At 8:30, the Le Fooding kids ran a little bell and herded everyone into the dining room. Which is when the real fun started. Technically, we were done. But while the important chefs scurried around with their mignonnes, plating 300 dishes, and a crew of young caterers lined up, wearing all black with fucking headlamps on, like it were a Vegas show—we got to do what we love best, which is love on people.
It’s part of the whole Pizzaiolo philosophy (and the reason I loved working their so much)—to love the shit out of people, through food. So we started cranking out the pies. First some of our neighbors: the arancini girls and the Mumm champagne kids, and the guys at the next pizza oven, from Pizza East in London. Then a couple for the security guards and the people working the front door. How about the two gender-ambiguous Filipino cleaners? Of course! The endlessly hungry-eyed mignonnes—sure! Hey you, founder and director of this big-deal culinary movement—you get enough squid? How bout you, firefighter? You cold, Pelegrino girl?—come huddle by the pizza oven for a few minutes.
Cause that’s what it’s really all about, right? That’s why we call it breaking bread, why we mark important events by gathering for meals, why every fucking culture in the world comes together for food. It’s about love and building relationships and making friends, not cause it’s gonna get you something or somewhere or even a reciprocal drink/dish/whatever, but because that’s what we do—that’s what cooks get into the business to do, and what I, it turns out, love most about the industry: the simple act of feeding people.
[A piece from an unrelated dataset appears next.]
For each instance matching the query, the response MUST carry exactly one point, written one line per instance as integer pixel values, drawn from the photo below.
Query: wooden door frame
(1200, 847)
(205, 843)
And that’s what I think, after three days, that Le Fooding is all about to. I’d scoured the internet for English-language articles about them, and the main thing I’d read from the big American food critics is that they didn’t understand what Le Fooding wanted, or what they were trying to do (reminds you of Occupy Wall Street a bit, huh?). But after the weekend, after seeing how intensely we broed down and how food enabled all that, became a kind of edible language, when real language failed—it’s not that hard for me to understand what they want. They want that: love.
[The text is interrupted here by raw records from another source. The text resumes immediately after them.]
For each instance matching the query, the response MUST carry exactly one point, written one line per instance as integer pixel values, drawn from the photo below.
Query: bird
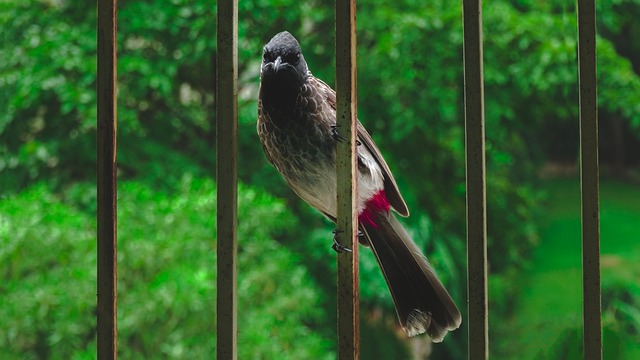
(298, 132)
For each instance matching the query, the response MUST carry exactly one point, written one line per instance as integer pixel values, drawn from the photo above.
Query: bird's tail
(422, 302)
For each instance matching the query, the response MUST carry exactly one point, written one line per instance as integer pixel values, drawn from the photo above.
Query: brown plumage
(296, 126)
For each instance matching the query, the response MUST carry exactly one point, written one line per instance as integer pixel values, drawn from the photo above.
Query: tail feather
(422, 302)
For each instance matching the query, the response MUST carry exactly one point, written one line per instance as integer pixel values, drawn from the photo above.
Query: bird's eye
(293, 58)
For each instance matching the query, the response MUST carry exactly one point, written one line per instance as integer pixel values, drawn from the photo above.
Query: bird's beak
(276, 64)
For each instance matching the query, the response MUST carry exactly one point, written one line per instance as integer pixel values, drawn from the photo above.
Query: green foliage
(166, 279)
(410, 98)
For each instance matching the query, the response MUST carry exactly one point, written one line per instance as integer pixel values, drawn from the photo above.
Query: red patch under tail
(376, 204)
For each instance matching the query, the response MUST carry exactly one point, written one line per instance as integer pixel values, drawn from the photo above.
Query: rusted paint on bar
(106, 180)
(476, 184)
(348, 272)
(227, 178)
(589, 179)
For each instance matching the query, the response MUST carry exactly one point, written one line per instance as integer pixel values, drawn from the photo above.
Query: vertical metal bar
(227, 177)
(589, 179)
(106, 180)
(348, 271)
(476, 185)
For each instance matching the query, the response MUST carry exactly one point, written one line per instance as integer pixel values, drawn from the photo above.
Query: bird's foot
(336, 245)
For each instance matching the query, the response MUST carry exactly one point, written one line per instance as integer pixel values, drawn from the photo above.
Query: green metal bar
(348, 271)
(589, 179)
(476, 182)
(106, 180)
(227, 178)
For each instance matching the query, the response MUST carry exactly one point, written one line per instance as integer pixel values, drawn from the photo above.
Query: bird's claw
(336, 245)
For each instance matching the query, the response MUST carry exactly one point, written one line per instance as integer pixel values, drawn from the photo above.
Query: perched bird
(297, 129)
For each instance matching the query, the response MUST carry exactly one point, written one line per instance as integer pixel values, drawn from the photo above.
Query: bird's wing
(390, 185)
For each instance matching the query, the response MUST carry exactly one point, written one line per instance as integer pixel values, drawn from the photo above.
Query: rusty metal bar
(347, 225)
(227, 178)
(106, 180)
(589, 179)
(476, 182)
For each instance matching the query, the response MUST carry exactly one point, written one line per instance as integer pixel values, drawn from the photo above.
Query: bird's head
(282, 61)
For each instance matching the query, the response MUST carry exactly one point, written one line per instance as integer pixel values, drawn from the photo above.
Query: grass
(547, 320)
By the third day, we knew everyone—everyone stopping by to say hello or waving as they passed—and we partied late into the night on Saturday, dancing and smoking and exchanging hugs and email addresses. And it came out, you know, that I wasn’t a chef and that I’d just kinda showed up, but there was so much love no one gave a shit—they gave me those French double cheek kisses and wished me well in Cambodia.
And it’s a shame to be leaving the restaurant industry after such a weekend. But, as Jed said, “Way to go out on top.”
And with a lot of fucking love. And a belly full of pizza, which I’ll miss almost as much as the love.